The size of a pointer in C++ is implementation-defined. C++ might run on anything from your toaster's chip up to huge mainframes. Different architectures require different sizes of the data types.
If on your implementation a pointer is 32bit, then that's very likely an architecture which can address 2^32 bytes. (Note that even the size of bytes might be different depending on the implementation.) 64bit architectures generally can address 2^64 bytes, so implementations on these architectures will likely have a pointer size of 64bit.
16 bit would obviously be insufficient - you could only address 64K then.
Why not emulate 64 bit on 32 bit systems - I guess because the performance of pointer arithmetic would degrade.
As mentioned in many other answers, the size of a pointer need not be 32-bits - the implementation will set the size of a pointer to be whatever the architecture of the platform dictates.

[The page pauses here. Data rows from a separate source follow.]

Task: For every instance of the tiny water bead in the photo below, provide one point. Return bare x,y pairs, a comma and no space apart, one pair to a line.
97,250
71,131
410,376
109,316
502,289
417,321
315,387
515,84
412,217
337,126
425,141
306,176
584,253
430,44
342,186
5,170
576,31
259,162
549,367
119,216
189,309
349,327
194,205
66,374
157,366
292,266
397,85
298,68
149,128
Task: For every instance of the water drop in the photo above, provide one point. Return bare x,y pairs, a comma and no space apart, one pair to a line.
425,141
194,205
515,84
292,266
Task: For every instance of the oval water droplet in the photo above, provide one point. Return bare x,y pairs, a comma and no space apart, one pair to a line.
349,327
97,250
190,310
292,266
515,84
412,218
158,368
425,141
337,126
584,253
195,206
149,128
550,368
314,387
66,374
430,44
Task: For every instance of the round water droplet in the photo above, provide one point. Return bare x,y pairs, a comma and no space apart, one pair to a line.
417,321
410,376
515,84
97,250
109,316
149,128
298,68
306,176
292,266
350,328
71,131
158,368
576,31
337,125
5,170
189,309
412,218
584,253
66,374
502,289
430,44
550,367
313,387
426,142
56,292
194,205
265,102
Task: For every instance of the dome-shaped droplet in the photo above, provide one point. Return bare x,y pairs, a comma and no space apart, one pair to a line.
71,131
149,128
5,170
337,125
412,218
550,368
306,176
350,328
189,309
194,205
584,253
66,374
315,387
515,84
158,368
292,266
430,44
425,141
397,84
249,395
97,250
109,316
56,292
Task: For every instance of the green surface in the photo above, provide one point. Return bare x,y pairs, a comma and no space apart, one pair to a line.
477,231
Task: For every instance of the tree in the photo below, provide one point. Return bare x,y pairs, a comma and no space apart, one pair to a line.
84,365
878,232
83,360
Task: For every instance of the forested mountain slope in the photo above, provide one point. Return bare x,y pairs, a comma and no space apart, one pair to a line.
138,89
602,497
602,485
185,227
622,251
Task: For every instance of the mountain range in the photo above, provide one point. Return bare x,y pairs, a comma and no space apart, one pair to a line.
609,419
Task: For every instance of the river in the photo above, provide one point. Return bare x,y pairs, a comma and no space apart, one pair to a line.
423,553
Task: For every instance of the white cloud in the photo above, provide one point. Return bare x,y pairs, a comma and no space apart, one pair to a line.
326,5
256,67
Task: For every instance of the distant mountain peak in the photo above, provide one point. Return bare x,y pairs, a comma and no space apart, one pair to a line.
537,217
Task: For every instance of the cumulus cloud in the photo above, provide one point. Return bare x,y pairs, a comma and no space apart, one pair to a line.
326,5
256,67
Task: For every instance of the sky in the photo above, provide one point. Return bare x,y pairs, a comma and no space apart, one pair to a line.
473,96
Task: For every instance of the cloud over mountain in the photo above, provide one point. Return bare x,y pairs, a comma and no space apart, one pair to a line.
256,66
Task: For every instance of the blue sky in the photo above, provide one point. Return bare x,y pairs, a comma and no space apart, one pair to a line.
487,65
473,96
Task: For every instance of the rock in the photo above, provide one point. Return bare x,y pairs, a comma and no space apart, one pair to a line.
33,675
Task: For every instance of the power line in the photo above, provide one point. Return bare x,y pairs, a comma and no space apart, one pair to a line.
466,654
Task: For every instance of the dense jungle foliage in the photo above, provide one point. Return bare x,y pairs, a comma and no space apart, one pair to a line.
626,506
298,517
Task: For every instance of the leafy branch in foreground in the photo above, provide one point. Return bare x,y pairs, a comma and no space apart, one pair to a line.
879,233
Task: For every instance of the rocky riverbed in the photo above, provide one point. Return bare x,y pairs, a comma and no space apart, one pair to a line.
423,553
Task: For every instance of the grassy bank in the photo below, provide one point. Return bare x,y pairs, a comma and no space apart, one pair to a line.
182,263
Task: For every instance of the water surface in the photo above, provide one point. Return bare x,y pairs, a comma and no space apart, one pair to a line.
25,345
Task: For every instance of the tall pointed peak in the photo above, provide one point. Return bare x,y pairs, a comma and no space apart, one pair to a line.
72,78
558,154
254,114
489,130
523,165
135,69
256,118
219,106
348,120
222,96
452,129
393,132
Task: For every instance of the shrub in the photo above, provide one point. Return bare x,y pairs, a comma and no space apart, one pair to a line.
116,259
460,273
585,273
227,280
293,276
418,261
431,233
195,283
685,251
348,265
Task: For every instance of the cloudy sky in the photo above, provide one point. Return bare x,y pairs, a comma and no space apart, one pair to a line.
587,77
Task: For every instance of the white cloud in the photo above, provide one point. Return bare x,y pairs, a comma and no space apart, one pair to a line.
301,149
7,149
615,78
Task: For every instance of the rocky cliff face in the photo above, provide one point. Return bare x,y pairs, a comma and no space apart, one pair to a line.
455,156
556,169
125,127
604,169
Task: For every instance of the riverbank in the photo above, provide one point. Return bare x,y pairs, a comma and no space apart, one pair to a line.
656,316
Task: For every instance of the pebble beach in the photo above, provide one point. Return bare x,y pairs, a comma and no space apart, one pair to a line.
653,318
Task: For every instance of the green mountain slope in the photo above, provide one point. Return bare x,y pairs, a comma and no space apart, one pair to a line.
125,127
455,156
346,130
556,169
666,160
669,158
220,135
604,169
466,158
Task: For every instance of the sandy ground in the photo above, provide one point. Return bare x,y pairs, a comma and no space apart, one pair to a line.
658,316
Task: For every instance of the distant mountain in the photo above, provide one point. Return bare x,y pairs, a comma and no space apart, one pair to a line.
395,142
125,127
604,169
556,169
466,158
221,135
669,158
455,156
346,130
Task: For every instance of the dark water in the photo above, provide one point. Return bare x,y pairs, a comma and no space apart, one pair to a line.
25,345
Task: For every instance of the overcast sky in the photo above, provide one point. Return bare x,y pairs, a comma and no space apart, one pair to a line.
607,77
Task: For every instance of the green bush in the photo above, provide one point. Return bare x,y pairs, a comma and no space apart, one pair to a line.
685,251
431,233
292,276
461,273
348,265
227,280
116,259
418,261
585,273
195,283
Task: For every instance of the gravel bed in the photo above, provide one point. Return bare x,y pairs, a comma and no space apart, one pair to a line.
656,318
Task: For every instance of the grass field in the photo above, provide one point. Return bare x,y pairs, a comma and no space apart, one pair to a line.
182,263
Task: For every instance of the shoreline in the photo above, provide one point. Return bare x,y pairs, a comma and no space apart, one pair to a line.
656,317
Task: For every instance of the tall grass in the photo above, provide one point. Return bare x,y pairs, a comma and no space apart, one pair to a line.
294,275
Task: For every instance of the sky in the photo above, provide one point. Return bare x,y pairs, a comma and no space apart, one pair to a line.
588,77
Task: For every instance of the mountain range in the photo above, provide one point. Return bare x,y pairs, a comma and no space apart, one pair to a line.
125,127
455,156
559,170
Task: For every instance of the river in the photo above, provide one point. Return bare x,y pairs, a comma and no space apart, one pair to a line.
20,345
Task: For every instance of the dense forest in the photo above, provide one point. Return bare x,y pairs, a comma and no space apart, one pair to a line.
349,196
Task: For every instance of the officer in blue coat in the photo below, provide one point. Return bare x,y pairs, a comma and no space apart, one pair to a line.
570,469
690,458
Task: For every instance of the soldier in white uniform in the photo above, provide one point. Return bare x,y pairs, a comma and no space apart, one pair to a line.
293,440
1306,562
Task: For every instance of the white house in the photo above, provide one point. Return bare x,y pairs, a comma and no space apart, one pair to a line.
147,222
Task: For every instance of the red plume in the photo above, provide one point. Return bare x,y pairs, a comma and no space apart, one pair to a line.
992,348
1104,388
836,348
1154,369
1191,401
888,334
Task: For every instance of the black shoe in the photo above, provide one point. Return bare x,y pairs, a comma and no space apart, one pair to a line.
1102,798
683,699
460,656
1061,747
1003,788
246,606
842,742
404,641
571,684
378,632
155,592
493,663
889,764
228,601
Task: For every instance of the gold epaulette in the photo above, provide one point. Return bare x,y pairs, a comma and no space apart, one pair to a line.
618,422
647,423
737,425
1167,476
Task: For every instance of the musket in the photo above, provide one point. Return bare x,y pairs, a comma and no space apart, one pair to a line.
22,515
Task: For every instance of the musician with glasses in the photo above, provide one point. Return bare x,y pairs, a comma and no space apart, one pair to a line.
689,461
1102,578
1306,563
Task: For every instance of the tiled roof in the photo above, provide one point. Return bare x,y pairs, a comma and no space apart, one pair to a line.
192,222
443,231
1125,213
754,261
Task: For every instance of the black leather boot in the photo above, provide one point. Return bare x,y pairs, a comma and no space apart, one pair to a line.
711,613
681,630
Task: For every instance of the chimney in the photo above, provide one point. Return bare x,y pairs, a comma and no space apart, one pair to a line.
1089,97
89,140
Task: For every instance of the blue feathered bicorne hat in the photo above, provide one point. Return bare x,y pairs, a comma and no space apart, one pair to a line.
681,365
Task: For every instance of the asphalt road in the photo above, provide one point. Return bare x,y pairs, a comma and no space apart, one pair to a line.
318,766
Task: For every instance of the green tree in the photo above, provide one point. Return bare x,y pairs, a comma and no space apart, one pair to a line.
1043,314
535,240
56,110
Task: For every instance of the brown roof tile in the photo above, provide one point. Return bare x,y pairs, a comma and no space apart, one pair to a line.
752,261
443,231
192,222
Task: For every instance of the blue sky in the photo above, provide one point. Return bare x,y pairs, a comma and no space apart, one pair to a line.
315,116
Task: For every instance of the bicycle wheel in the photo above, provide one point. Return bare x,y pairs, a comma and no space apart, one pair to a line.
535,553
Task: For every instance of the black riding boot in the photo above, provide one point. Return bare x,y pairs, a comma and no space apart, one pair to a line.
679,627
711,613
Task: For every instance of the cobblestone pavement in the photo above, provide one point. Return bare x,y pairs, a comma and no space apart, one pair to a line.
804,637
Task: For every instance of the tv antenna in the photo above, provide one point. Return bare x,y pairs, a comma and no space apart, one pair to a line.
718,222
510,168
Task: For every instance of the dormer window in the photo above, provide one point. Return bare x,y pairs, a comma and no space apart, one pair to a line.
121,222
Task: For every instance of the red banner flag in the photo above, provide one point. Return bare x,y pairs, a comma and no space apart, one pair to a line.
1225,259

On a system with 64-bit addressing, the size of a pointer will generally be 64-bits.
However, you should also note that even on a single implementation, different types of pointers might have different sizes. In particular, pointer-to-member types (which I'll grant are odd-ball pointers) may have different sizes than plain-old pointers to objects.
The same is true about pointers to plain old functions - they might have a different size than pointers to objects (this applies to C as well as C++). However on modern desktop systems you'll usually find that pointers to functions are the same size as pointers to objects.
Here's a short example of fun with pointer-to-member-functions:
#include <stdio.h>
class A {};
class B {};
class VirtD: public virtual A, public virtual B {
public:
virtual int Dfunc() { return 5; };
};
typedef int (VirtD::* Derived_mfp)();
int main()
{
VirtD virtd;
Derived_mfp mfp = &VirtD::Dfunc;
printf( "sizeof( mfp) == %u\n", (unsigned int) sizeof( mfp));
}
Displays: sizeof( mfp) == 12 on MSVC.
The size of the pointer has little to do with the architecture(32bit, 64bit). 32bit usually refers to the fact that the register size is 32bit. As a result, the maximum possible number of address that you can address using one register is 2^32. So, it boils down to efficiency of addressing the memory slots using a register.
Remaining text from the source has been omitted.